In this sense, we must acknowledge the historical importance of the judgment n. 170/84 (Constitutional Court, judgment 8 June 1984, n.170, Granital v. Amministrazione delle Finanze) , in which the Court stated which was to be the new key to understanding the relationship between the national legal order and community legal order, whereby with regard to the question of the constitutional legality of national law (specifically D.P.R. 22 September 1978 n. 695): the question “is not admissible, with reference to art. 11 cost. and in relation to art. 177 and 189 of the EC Treaty… as the ordinary judge must always apply, in fields which are reserved to the competence of the EC, the applicable community provisions which have direct effect (specifically regulations) regardless of whether the precede or follow ordinary laws which conflict with them, without the need to raise the question of constitutional legality of such laws.” In fact “The Italian judge, having ascertained that rules coming from a community source apply to the case at hand, applies them, by making exclusive reference to the supranational legal system; consequently, conflicting national provisions cannot prevent the acknowledgement of the “force and value” that the Treaty of Rome confers to the Community regulation, i.e. an act having direct effect. As the Community regulation sets forth the rules, from this following that the effect connected to its existence is not to repeal, in the literal sense, the conflicting national provision, but to prevent such provision from being relevant for the resolution of the controversy pending before the national judge.”


Therefore, the Constitutional Court, having to solve the doubts with regard to the relationship between national law and community law, has carried out an interpretation of the principles of the Treaty and has clarified that the latter prevails over national conflicting provisions (Constitutional Court, judgment 7-11 October 1994, n.384, Pres. Cons. Min. v. Regione Umbria) and has stated that, when the national judge is faced with a conflict which cannot be solved between a community provision and a national provision, the judge must no longer refer the question to the Constitutional Court but is under the duty to directly apply the community law provision, even if this was enacted later.

The case law which followed, including the one expressed by the administrative courts, moved in these steps.
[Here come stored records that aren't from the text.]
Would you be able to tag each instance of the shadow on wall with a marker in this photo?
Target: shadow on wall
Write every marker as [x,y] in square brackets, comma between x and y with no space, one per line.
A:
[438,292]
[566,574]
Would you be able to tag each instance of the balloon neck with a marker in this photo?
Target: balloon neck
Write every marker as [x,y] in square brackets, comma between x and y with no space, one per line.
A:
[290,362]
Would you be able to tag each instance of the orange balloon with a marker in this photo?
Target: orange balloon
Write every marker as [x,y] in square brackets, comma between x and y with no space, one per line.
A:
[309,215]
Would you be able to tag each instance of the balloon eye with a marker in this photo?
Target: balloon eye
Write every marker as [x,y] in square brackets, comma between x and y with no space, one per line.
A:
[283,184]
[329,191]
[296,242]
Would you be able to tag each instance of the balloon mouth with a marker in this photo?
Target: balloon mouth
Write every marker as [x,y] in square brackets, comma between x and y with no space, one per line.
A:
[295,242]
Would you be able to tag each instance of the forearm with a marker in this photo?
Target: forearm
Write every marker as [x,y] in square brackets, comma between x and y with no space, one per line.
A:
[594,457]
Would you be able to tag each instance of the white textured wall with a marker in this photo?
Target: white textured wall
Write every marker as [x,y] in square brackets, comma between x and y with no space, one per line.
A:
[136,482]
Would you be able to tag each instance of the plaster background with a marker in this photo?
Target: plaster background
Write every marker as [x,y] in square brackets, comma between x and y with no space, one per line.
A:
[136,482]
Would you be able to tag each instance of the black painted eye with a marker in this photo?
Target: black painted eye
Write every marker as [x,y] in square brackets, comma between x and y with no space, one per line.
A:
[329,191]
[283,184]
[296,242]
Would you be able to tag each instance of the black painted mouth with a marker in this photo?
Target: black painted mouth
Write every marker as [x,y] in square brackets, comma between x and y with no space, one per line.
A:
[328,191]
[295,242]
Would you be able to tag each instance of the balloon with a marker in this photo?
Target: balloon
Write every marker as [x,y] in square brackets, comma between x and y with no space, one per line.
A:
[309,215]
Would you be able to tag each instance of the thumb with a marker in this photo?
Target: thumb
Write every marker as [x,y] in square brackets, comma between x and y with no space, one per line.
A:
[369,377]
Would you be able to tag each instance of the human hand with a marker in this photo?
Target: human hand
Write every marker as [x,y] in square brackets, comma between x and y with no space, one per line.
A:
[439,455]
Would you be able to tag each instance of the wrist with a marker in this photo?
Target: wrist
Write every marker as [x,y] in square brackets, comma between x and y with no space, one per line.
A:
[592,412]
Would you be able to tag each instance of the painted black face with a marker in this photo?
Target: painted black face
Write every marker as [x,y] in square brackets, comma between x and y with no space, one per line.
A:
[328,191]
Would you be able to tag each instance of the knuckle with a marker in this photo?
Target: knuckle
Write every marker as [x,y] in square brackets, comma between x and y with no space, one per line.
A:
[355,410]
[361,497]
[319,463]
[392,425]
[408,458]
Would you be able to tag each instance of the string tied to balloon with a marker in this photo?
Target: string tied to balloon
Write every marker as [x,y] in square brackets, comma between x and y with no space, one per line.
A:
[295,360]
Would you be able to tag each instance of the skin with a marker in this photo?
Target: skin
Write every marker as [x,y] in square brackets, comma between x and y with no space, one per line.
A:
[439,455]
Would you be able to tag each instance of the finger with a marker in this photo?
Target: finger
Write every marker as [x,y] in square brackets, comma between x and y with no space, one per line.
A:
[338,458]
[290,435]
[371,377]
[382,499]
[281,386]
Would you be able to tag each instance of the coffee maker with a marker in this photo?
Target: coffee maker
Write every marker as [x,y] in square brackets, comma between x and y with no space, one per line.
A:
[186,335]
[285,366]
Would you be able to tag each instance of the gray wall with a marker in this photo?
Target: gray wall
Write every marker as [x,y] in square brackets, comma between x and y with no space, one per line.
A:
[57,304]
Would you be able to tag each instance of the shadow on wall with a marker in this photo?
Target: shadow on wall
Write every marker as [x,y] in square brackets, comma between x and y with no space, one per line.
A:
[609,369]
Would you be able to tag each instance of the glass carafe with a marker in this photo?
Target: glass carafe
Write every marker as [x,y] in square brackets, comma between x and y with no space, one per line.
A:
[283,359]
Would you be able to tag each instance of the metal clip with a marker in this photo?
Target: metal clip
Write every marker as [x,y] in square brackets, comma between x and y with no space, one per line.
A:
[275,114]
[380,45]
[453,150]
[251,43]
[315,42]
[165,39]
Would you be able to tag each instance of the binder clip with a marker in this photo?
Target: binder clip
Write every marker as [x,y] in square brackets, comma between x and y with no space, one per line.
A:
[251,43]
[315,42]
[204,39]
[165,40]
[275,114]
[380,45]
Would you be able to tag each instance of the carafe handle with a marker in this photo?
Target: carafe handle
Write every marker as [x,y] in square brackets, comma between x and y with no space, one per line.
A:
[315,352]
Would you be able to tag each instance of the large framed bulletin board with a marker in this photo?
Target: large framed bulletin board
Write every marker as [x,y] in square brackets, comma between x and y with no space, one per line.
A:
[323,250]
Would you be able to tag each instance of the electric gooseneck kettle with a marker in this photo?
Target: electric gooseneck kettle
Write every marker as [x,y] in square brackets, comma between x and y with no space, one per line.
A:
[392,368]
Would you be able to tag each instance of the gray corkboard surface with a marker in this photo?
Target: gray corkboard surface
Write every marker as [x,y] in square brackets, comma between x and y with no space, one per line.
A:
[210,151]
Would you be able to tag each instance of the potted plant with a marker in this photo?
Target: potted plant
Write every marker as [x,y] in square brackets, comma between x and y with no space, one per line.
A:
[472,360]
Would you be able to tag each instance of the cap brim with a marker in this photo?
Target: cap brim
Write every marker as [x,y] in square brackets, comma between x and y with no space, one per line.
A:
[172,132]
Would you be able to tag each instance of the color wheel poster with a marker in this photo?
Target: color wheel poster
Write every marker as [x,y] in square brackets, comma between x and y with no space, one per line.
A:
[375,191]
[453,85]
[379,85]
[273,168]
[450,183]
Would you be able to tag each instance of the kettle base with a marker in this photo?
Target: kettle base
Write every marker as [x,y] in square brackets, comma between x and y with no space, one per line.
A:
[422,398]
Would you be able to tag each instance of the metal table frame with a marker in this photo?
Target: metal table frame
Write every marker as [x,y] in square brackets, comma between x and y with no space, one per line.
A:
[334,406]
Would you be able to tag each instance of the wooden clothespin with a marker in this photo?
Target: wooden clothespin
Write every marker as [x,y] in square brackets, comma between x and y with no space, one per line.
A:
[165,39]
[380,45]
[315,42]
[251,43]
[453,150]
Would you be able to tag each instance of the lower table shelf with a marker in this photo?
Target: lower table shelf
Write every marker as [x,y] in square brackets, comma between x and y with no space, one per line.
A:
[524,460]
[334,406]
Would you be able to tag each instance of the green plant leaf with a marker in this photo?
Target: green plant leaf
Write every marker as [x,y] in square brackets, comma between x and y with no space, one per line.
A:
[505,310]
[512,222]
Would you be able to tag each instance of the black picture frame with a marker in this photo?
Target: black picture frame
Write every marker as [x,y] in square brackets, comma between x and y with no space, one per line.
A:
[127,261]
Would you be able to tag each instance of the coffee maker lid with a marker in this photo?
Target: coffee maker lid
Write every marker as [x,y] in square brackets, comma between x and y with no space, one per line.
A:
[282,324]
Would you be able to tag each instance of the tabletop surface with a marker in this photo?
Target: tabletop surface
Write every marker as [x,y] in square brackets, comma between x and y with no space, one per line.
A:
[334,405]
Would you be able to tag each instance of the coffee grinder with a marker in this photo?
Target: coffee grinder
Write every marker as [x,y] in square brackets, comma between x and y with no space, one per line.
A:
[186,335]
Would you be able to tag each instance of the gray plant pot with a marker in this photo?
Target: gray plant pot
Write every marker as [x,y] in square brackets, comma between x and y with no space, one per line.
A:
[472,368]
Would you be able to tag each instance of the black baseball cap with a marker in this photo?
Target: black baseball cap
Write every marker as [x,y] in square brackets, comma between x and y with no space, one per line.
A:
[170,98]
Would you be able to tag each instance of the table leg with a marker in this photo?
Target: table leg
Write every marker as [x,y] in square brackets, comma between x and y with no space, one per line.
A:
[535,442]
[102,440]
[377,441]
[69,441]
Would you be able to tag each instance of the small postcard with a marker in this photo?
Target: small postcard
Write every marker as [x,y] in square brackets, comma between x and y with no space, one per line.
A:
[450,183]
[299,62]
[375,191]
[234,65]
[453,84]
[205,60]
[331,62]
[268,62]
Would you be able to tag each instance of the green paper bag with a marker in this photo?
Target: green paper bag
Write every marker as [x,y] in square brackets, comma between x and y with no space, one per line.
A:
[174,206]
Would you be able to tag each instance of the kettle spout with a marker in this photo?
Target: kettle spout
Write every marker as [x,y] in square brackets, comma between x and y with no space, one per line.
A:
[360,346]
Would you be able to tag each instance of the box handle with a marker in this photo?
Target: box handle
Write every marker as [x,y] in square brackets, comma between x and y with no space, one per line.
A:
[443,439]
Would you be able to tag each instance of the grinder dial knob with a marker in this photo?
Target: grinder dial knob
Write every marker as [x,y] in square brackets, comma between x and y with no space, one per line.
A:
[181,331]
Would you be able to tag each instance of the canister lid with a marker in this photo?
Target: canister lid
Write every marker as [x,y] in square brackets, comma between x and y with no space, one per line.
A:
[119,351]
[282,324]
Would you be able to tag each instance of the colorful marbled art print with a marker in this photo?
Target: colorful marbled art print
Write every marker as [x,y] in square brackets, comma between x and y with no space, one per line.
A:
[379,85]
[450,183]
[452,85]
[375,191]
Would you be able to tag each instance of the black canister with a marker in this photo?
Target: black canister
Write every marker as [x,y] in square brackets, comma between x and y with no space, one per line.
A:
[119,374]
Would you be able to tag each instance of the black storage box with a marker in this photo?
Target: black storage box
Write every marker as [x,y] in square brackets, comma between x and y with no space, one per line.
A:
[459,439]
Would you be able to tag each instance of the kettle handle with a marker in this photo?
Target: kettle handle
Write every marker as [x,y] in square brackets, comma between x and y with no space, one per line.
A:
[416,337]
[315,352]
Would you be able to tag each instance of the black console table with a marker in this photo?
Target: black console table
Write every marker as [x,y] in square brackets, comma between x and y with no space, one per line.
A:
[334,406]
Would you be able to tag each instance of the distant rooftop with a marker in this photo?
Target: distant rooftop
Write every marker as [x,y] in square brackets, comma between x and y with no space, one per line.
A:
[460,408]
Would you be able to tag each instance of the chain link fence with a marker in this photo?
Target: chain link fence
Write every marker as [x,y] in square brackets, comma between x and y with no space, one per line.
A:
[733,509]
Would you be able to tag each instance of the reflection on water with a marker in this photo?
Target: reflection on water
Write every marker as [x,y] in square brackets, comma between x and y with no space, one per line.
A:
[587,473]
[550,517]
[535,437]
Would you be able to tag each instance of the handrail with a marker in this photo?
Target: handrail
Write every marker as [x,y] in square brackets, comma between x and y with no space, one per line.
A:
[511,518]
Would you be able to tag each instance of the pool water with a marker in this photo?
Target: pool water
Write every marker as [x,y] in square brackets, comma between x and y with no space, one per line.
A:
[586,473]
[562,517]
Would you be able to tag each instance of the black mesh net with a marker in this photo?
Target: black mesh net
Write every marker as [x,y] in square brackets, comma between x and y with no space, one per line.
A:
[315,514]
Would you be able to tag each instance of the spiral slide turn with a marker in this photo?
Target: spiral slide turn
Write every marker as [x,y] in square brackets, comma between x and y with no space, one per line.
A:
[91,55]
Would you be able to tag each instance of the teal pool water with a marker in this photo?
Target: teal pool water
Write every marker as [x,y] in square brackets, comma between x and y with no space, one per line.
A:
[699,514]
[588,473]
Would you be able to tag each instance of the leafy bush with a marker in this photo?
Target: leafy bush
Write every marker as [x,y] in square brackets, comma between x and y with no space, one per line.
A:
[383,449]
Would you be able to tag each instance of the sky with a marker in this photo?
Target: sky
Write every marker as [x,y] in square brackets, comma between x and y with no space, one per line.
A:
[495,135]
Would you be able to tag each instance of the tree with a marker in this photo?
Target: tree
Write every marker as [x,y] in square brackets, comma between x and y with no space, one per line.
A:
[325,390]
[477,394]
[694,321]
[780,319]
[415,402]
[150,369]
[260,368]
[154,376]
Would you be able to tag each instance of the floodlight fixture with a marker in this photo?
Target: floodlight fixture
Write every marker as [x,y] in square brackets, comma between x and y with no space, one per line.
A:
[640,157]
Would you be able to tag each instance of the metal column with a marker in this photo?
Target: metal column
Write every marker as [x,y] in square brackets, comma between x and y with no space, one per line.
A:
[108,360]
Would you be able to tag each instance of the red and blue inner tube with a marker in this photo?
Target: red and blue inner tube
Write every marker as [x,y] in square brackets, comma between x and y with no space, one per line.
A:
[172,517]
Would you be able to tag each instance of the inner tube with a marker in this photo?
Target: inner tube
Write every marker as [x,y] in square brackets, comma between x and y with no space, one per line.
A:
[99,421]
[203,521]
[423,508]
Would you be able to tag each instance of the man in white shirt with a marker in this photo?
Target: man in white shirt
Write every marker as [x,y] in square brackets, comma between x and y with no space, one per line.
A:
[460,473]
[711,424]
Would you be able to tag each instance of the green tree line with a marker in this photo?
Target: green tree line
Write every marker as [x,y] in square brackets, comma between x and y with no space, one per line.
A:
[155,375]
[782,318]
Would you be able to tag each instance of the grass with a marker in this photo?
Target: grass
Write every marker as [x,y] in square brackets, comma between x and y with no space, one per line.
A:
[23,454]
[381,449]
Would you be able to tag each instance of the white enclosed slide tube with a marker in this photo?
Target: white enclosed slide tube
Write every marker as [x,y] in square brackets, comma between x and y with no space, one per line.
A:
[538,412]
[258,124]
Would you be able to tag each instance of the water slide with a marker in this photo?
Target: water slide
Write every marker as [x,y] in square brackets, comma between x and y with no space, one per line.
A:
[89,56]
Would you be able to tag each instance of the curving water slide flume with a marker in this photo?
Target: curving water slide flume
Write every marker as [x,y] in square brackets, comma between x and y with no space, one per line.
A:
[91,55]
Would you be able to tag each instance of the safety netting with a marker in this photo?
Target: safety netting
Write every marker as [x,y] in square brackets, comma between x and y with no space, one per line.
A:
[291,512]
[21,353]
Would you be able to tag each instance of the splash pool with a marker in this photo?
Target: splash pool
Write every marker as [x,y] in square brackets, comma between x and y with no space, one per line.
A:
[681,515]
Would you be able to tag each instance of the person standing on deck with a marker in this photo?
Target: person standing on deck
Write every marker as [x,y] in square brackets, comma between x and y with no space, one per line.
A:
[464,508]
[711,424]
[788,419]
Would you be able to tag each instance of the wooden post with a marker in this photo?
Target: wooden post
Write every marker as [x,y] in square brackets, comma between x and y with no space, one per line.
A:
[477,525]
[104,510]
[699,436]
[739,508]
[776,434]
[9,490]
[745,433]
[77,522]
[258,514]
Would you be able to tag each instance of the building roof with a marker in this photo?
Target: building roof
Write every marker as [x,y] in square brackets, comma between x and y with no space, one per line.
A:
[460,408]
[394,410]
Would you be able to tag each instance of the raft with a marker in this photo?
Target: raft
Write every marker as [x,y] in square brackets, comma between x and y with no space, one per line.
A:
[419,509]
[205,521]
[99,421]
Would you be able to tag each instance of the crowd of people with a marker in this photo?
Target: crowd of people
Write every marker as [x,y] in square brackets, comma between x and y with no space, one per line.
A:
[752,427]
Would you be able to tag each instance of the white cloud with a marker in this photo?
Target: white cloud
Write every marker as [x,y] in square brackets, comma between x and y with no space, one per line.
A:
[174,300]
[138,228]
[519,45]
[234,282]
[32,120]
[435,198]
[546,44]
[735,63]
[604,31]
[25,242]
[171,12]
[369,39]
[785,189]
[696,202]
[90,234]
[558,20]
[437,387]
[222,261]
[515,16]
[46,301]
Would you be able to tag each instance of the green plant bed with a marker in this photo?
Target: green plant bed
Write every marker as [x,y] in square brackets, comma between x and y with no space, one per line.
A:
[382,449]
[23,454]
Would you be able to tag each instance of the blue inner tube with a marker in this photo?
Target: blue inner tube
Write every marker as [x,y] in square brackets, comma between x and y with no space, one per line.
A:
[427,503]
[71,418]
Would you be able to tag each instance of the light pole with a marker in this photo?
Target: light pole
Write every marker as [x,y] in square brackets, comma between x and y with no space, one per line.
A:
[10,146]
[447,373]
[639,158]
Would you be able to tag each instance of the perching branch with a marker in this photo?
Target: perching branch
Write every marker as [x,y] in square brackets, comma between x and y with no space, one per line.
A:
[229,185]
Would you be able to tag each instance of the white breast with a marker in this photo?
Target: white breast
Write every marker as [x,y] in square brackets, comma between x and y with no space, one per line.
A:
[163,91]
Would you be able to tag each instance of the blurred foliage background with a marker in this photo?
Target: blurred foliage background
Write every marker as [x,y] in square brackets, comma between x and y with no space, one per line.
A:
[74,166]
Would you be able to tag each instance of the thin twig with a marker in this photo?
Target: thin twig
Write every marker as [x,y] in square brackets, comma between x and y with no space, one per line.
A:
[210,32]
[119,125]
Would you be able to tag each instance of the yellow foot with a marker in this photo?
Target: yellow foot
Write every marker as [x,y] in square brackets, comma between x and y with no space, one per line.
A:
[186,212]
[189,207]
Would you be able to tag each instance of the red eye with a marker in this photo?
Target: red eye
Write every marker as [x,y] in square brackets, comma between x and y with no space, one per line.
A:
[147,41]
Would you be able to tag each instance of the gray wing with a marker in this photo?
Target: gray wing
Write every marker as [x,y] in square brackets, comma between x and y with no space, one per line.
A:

Finally, the Supreme Administrative Court (Consiglio di Stato) has confirmed that (case Com. Milano v. M. and other; Consiglio Stato, sez. IV, 10 May 2004, n. 2883) “The direct effect of community directives in the legal systems of the Member States relies on the fact that the term prescribed for their implementation has uselessly elapsed and that the European act contains detailed provisions, which, as such, are applicable without the need of further provisions (self executing); or, if a (later) provision is contrary to the principles established in a (previous) directive, the former must not be applied in order to ensure the implementation of the latter, in light of the supremacy of EC law, in cases where it conflicts with contrary national acts.”


However, the application of community laws from the national judges doesn’t eliminate the State responsibility, because it’s an application about the single case, so not qualified to give legal certainly. So, like the EC Court says, the CDO (cas décélés d’office) procedure remains to contest the State violation.